Massively parallel cDNA sequencing (RNA-Seq) provides an unbiased way to study a transcriptome, including both coding and noncoding genes. Until now, most RNA-Seq studies have depended crucially on existing annotations and thus focused on expression levels and variation in known transcripts. Here, we present Scripture, a method to reconstruct the transcriptome of a mammalian cell using only RNA-Seq reads and the genome sequence. We applied it to mouse embryonic stem cells, neuronal precursor cells and lung fibroblasts to accurately reconstruct the full-length gene structures for most known expressed genes. We identified substantial variation in protein coding genes, including thousands of novel 5' start sites, 3' ends and internal coding exons. We then determined the gene structures of more than a thousand large intergenic noncoding RNA (lincRNA) and antisense loci. Our results open the way to direct experimental manipulation of thousands of noncoding RNAs and demonstrate the power of ab initio reconstruction to render a comprehensive picture of mammalian transcriptomes.
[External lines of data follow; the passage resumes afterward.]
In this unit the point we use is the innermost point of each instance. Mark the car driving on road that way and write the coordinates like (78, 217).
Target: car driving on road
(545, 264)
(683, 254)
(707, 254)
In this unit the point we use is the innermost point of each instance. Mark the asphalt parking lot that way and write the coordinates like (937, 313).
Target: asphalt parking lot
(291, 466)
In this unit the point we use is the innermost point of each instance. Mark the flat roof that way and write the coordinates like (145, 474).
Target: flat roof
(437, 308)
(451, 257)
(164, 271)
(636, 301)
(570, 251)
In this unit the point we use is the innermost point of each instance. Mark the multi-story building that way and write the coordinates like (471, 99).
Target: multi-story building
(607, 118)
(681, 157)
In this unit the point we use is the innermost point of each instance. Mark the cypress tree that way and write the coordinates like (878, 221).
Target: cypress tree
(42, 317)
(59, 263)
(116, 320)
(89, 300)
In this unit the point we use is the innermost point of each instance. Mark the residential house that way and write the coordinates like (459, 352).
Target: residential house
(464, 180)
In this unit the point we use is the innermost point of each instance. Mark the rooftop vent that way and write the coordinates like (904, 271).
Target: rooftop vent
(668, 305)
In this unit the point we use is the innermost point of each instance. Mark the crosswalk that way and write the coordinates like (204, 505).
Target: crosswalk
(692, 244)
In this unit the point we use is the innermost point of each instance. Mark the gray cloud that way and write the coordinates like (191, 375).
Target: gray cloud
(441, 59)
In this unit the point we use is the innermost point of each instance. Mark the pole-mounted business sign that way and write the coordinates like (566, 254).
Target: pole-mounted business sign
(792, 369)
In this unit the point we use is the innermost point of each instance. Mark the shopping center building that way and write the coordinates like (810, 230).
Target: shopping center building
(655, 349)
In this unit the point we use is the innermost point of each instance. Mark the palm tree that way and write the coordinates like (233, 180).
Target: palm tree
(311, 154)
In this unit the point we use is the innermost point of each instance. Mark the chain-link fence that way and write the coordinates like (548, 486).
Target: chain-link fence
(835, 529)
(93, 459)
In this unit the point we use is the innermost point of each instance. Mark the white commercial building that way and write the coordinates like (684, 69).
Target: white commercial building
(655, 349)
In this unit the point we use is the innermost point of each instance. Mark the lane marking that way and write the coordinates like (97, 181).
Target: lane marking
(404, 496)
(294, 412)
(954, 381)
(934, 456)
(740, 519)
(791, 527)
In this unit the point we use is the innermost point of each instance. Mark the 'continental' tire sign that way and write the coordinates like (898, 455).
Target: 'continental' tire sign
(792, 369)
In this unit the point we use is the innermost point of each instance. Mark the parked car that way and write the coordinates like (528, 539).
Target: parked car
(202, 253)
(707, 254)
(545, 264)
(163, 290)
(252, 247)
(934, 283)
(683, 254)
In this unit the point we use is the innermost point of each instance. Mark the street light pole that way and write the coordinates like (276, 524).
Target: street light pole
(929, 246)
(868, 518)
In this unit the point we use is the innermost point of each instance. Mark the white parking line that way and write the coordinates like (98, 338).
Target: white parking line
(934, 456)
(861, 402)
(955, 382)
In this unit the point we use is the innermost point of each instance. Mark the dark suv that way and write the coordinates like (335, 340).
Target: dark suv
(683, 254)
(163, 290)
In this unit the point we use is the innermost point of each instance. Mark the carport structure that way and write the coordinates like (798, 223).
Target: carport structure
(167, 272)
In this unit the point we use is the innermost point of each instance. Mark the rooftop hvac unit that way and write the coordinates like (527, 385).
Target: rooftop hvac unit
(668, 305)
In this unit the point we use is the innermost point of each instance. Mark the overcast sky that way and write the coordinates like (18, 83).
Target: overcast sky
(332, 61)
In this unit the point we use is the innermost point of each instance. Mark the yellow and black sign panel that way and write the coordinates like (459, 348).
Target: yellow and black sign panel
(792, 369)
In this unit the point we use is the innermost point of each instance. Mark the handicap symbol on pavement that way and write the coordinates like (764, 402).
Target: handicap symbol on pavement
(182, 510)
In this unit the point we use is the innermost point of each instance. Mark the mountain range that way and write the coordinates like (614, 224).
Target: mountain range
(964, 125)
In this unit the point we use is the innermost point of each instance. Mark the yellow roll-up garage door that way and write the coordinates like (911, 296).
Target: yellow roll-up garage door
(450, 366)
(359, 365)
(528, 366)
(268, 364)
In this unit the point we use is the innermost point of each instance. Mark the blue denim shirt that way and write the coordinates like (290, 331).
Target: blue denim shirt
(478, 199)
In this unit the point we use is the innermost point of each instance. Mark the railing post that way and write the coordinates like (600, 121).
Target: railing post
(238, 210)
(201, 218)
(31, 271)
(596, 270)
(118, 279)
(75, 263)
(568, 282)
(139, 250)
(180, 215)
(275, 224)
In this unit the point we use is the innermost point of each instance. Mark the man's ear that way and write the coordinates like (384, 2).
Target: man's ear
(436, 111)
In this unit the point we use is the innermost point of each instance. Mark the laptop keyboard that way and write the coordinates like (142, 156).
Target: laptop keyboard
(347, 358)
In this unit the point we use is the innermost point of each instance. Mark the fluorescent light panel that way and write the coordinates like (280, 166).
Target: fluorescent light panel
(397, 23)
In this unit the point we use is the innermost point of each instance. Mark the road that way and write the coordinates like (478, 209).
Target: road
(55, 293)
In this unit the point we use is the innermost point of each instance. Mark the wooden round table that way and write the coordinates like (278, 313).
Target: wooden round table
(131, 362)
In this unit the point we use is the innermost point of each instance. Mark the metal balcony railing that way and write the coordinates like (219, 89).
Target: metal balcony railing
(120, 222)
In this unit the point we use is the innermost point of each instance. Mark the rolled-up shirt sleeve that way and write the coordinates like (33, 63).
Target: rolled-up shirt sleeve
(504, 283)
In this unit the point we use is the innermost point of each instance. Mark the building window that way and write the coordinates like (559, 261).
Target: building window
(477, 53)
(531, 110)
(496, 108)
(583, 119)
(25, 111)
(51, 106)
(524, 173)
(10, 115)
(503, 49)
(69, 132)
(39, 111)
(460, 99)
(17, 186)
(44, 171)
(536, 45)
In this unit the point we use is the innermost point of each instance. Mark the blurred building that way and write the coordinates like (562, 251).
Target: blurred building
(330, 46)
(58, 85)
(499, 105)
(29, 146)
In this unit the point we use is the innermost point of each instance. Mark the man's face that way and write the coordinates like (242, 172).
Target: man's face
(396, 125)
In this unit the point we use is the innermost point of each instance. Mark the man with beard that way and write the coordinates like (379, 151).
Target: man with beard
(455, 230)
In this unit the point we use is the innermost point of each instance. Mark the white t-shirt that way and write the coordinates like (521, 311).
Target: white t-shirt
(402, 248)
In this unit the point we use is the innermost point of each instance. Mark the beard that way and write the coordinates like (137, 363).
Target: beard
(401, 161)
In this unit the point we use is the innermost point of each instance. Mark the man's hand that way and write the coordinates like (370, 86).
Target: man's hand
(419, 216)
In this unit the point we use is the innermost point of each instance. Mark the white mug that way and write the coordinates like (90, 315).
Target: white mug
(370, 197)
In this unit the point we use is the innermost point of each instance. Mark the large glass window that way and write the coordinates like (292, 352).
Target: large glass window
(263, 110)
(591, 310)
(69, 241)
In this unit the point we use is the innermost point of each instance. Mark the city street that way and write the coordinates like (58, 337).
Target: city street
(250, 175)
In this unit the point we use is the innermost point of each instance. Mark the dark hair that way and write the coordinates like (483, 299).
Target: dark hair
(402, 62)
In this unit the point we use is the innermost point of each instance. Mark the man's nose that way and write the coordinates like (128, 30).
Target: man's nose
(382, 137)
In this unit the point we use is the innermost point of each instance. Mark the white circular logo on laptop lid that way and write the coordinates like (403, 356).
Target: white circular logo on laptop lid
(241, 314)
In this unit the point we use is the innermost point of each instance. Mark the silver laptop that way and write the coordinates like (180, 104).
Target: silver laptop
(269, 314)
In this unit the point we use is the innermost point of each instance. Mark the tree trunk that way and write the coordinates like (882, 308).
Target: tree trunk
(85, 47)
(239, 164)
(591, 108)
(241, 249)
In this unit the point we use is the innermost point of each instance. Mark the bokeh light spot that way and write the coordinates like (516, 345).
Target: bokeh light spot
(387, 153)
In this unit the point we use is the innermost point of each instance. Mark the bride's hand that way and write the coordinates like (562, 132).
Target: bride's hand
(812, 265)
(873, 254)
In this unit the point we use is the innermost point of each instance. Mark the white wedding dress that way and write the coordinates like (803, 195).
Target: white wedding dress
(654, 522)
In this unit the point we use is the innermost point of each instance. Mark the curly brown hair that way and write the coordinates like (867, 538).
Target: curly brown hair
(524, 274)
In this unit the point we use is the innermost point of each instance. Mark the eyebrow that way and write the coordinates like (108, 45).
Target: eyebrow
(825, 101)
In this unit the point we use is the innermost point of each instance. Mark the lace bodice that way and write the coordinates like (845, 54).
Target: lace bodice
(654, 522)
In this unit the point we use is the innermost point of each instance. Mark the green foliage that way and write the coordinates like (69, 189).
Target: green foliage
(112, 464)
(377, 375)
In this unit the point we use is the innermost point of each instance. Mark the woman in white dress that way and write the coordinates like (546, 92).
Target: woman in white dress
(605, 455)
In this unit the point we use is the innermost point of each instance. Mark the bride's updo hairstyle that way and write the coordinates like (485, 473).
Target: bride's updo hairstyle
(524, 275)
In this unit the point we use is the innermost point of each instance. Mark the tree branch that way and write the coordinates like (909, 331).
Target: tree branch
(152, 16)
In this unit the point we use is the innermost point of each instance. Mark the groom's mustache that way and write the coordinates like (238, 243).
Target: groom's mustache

大规模并行 cDNA 测序(RNA-Seq)为研究转录组提供了一种无偏倚的方法,包括编码基因和非编码基因。到目前为止,大多数 RNA-Seq 研究都严重依赖于现有注释,因此主要关注已知转录本的表达水平和变化。在这里,我们提出了 Scripture 方法,该方法仅使用 RNA-Seq 读数和基因组序列来重建哺乳动物细胞的转录组。我们将其应用于小鼠胚胎干细胞、神经前体细胞和肺成纤维细胞,以准确重建大多数已知表达基因的全长基因结构。我们发现蛋白质编码基因存在大量变异,包括数千个新的 5'起始位点、3' 末端和内部编码外显子。然后,我们确定了超过一千个大的基因间非编码 RNA(lincRNA)和反义基因座的基因结构。我们的结果为直接实验操纵数千个非编码 RNA 开辟了道路,并展示了从头重建方法在描绘哺乳动物转录组方面的强大功能。